O campo de Problema de Outra Pessoa e muito mais simples e mais eficaz. Melhor ainda, pode funcionar durante mais de 100 anos usando uma unica bateria de lanterna. Isso porque ele conta com a tendência natural das pessoas de não verem nada que não querem, que não estão esperando ou que não podem explicar.  

[A vida, o universo e tudo mais, 1982.]


Muito além, nos confins inexplorados da região mais brega da Borda Ocidental desta Galáxia, há um pequeno sol amarelo e esquecido.
Girando em torno deste sol, a uma distância de cerca de 148 milhões de quilômetros, há um planetinha verde-azulado absolutamente insignificante, cujas formas de vida, descendentes de primatas, são tão extraordinariamente primitivas que ainda acham que relógios digitais são uma grande idéia.
Este planeta tem – ou melhor, tinha – o seguinte problema: a maioria de seus habitantes estava quase sempre infeliz. Foram sugeridas muitas soluções para esse problema, mas a maior parte delas dizia respeito basicamente à movimentação de pequenos pedaços de papel colorido com números impressos, o que é curioso, já que no geral não eram os tais pedaços de papel colorido que se sentiam infelizes.
E assim o problema continuava sem solução. Muitas pessoas eram más, e a maioria delas era muito infeliz, mesmo as que tinham relógios digitais.
Um número cada vez maior de pessoas acreditava que havia sido um erro terrível da espécie descer das árvores.
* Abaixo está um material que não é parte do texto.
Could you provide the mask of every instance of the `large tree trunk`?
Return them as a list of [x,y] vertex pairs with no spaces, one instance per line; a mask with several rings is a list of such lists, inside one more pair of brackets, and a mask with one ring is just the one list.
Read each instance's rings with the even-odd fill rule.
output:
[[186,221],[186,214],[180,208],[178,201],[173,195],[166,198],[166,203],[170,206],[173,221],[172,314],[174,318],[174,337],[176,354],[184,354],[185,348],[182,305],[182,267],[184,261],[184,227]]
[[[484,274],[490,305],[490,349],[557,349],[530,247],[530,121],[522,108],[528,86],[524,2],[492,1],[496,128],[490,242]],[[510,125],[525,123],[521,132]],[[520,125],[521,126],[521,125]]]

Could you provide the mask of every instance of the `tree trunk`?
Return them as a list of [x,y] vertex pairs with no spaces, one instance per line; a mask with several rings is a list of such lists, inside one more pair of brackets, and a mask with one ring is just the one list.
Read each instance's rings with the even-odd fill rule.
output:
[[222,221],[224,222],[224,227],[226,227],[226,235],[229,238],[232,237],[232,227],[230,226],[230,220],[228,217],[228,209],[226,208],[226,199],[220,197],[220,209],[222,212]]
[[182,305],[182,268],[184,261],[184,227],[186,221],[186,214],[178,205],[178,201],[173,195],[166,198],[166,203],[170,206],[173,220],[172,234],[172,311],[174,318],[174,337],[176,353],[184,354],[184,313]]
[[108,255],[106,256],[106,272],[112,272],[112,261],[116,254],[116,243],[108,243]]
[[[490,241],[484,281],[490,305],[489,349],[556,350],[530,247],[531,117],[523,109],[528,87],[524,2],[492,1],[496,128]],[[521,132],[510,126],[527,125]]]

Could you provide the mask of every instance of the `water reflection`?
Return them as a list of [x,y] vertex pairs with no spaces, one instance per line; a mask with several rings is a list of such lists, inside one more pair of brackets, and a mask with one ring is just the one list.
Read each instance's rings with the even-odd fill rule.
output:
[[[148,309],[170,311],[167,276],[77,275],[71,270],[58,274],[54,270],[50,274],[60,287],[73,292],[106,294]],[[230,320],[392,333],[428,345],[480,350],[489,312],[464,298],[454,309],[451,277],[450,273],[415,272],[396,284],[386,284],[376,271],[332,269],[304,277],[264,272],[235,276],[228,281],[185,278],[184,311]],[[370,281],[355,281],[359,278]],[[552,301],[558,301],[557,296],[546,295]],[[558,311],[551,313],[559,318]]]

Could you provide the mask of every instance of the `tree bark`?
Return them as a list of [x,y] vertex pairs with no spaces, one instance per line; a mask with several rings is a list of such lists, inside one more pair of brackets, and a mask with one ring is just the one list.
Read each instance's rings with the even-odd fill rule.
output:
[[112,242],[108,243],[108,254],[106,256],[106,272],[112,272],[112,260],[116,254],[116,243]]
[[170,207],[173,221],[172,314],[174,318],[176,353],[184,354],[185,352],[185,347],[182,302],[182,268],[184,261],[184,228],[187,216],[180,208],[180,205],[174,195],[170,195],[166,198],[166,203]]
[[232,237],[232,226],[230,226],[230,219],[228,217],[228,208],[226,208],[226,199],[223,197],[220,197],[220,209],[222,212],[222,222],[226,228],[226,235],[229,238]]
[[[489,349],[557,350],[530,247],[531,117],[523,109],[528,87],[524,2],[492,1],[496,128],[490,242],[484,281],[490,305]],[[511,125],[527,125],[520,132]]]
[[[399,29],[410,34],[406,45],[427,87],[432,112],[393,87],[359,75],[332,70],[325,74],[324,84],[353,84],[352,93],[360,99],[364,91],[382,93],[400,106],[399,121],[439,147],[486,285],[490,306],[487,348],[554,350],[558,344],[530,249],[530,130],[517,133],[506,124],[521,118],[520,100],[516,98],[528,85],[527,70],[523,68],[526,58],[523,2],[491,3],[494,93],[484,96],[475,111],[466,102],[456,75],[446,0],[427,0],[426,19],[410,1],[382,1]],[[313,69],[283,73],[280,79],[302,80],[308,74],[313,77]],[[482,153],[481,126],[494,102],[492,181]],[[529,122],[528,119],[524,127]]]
Algumas diziam que até mesmo subir nas árvores tinha sido uma péssima idéia, e que ninguém jamais deveria ter saído do mar.
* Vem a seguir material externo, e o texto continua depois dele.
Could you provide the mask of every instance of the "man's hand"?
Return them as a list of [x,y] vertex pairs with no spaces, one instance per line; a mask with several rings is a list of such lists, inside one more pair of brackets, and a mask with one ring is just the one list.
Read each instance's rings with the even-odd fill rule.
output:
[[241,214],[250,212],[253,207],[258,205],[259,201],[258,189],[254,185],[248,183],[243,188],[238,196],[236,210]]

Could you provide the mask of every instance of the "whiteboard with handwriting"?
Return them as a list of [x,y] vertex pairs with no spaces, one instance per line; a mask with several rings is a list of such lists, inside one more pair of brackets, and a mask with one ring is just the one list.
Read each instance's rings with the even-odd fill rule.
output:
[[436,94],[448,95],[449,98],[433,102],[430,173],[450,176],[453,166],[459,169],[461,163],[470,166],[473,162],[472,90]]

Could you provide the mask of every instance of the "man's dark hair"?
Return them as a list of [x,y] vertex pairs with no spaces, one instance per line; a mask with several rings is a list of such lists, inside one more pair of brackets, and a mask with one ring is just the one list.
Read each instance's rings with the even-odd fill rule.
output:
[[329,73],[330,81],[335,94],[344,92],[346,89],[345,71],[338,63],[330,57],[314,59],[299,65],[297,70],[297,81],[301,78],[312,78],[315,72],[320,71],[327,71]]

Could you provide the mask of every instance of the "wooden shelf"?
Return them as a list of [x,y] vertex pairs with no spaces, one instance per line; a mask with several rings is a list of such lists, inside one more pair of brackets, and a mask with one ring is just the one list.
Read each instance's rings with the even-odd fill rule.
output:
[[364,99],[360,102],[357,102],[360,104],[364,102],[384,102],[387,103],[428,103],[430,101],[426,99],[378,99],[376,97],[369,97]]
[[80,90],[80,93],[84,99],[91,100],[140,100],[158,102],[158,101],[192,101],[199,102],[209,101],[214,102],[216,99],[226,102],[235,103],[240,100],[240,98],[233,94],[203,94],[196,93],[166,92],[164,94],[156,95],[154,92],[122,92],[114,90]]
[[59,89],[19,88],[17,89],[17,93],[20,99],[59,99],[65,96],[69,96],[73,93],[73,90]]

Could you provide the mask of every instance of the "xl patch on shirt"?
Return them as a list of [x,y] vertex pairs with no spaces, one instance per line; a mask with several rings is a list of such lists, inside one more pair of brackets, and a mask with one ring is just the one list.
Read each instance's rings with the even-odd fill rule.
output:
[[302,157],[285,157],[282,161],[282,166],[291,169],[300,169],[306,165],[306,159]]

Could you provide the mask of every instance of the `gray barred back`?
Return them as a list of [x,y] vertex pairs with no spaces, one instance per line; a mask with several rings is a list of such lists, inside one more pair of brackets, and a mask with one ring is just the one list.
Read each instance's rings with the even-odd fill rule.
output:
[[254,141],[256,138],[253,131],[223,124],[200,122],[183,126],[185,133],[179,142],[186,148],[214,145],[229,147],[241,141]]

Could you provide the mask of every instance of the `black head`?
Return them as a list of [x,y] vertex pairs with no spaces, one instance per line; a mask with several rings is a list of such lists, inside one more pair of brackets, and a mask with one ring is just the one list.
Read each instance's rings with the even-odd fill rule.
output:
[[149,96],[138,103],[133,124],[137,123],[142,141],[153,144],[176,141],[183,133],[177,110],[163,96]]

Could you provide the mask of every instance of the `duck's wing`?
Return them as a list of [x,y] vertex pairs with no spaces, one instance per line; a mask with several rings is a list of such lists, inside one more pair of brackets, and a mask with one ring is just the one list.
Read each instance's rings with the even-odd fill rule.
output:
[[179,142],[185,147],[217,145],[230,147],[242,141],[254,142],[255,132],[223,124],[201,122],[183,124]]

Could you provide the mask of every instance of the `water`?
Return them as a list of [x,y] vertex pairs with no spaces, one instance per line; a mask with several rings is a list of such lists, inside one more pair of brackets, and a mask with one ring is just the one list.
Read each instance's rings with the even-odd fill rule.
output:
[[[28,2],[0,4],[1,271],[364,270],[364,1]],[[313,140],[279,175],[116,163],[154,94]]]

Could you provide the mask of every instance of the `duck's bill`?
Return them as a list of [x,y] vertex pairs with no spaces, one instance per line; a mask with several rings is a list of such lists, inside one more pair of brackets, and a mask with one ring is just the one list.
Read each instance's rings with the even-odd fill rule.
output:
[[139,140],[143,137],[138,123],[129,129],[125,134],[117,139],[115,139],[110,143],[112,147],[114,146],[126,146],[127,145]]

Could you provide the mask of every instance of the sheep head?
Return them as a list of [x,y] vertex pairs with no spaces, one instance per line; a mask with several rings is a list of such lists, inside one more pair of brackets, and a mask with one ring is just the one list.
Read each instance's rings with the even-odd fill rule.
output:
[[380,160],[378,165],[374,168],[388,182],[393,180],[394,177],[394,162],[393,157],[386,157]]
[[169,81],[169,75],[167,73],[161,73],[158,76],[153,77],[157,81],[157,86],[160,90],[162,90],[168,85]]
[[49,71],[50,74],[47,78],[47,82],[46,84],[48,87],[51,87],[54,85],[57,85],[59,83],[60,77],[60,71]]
Um dos maiores benfeitores de todas as formas de vida foi um homem que não conseguia se concentrar em qualquer trabalho que estivesse fazendo.
Foi brilhante?
Certamente.
Foi um dos maiores engenheiros genéticos de sua geração ou de qualquer outra, inclusive várias que ele mesmo projetou?
Sem dúvida.
Então, quando o seu mundo se viu ameaçado por invasores terríveis de uma estrela distante, que ainda estavam muito longe, mas viajavam bem rápido, foi conduzido a um lugar onde pudesse ficar completamente isolado, protegido pelos mestres de sua raça, com instruções para criar uma linhagem de superguerreiros fanáticos, prontos para resistir e para derrotar os temidos invasores. Ele tinha que criá-los o mais rápido possível e disseram-lhe: "Concentre-se!"
Então ele se sentou próximo a uma janela e contemplou um jardim em pleno verão e projetou, projetou e projetou, mas, inevitavelmente, distraiu-se um pouco com outras coisas e, quando os invasores já estavam praticamente em órbita em torno deles, inventou uma nova raça de supermoscas que podiam descobrir, por conta própria, como voar pela metade aberta de uma janela entreaberta e também um interruptor para desligar crianças. As comemorações dessas incríveis descobertas pareciam fadadas a durar muito pouco, porque o desastre era iminente — as naves espaciais já estavam pousando. Mas, para a surpresa de todos, os temíveis invasores, que, como a maioria das raças beligerantes, só estavam comprando briga com os outros porque não sabiam lidar com seus problemas domésticos, ficaram tão impressionados com as invenções extraordinárias que decidiram participar das comemorações e foram imediatamente persuadidos a assinarem uma série de acordos comerciais abrangentes e a instituírem um programa de intercâmbio cultural. E, em uma surpreendente inversão da prática tradicional na conduta desses assuntos, todos os envolvidos viveram felizes para sempre.